Before dawn I wake to the sound of the sheets in the winches.  I go up on deck and Megan is smiling with the engine off and the wind blowing nicely.  This is a good sign.  We enjoy a nice day of sailing and make landfall in the early afternoon in South Caicos.  We rally to go get checked in at customs, get fuel for the boat and to go to the store to get food that doesn’t require cooking.  The food options are nasty.  Imagine going into a 7-11 store that hasn’t had its stock changed in say 4 years.  Then try to select a meal that won’t require cooking.  We end up with spaghettios and some other nastiness which would run about $7 in the U.S.  Here it only costs $35.00! 

We also find an internet café where we can send an email to our insurance company to let them know we’ll need coverage for the D.R.  Yes, Megan is feeling a little better about our adventure and agrees we should make the next leg to Luperon.

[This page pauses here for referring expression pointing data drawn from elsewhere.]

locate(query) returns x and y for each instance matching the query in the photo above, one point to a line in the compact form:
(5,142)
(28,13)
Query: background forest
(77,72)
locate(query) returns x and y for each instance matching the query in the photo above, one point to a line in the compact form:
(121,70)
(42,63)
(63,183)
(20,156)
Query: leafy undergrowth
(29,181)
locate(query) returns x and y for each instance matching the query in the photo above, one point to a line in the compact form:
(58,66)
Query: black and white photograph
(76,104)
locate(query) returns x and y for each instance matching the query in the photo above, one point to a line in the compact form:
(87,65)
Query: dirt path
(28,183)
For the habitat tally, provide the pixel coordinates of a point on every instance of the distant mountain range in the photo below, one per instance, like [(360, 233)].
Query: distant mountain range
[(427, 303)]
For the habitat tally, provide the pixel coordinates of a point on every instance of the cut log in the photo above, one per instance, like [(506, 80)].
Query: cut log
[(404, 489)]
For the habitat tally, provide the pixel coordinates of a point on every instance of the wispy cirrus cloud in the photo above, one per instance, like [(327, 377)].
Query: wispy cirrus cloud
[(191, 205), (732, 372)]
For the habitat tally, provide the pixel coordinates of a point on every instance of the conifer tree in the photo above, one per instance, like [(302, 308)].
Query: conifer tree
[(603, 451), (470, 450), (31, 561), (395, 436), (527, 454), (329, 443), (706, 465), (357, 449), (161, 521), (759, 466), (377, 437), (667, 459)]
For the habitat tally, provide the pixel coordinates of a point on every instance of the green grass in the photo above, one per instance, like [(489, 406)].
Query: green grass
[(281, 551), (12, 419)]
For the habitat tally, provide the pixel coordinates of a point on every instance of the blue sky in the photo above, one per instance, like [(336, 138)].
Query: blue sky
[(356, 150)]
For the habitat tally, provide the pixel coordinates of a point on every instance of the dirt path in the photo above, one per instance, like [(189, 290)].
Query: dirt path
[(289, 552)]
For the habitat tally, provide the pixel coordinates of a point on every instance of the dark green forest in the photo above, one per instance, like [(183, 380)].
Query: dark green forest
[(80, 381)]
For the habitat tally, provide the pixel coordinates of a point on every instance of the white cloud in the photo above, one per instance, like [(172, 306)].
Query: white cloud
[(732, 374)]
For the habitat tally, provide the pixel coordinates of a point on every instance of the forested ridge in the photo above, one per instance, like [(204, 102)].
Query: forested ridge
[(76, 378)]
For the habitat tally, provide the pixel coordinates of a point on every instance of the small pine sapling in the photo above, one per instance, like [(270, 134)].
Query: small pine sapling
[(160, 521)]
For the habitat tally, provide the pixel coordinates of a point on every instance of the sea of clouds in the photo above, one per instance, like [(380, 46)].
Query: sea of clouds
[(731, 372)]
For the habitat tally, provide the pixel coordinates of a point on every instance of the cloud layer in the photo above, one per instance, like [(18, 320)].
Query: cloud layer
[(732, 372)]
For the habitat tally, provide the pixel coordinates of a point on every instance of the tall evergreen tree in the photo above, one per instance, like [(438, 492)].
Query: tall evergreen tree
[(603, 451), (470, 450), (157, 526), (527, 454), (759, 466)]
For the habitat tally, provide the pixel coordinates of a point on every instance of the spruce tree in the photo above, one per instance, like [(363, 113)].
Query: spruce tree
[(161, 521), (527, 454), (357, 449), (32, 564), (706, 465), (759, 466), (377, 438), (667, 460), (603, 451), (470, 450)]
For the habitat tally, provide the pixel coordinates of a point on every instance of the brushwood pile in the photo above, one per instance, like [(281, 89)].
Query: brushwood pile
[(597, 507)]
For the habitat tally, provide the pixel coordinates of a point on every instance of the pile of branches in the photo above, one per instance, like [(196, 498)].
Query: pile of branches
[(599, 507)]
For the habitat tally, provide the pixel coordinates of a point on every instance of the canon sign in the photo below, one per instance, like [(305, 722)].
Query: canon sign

We get a nights sleep fighting killer mosquitos so its not necessarily a good nights sleep but we wake ready to make preparations to continue on.  I go up the mast to fix a nagging problem of the spinnaker halyard interfering with the roller furler.  With that repaired I descend to do some trouble shooting on the propane stove.  I can’t find any problems.  No leaks.  Then a moment of epiphany… and embarrassment.  I look at the second burner – the one I wasn’t trying to light.  It’s on.  The “problem” was that propane was coming out of the other burner.  Turn it off and problem is solved.  Idiot!  At least we have coffee again!

By noon Alouette and Grace are underway again.  Winds are light but the seas are calm.  It’s a good day and a good night too.  We sail most of the way and are on track to arrive in Luperon at daybreak.  And what an amazing place to arrive!  We first smelled the earthy scents of the Dominican mountains from 15 miles offshore.  As we close in on Luperon the radio comes alive with voices from boats that have come from other routes.  We hear Joe on Seneca! (he has been pure sailing single-handed for days up on days)  And Cadana.  And Meggie, too!  As the day breaks we watch the lush green mountains appear out of the mist and entered the very protected mangrove harbor of Luperon

The crew is absolutely giddy!  We are all thrilled that we pressed on.  Arriving in Luperon made us feel like we had reached another level of cruising and that all doors were now open to us.  Wow!

After we get the hook down we greet the triumphant Meggie! Meggie is a 30 foot, all teak wooden boat that Mike and Kylie rebuilt themselves. Because she is small she only makes about 4.5 knots, doesn't carry much fuel and can be a wet ride. This is a real accomplishment and it is great to witness!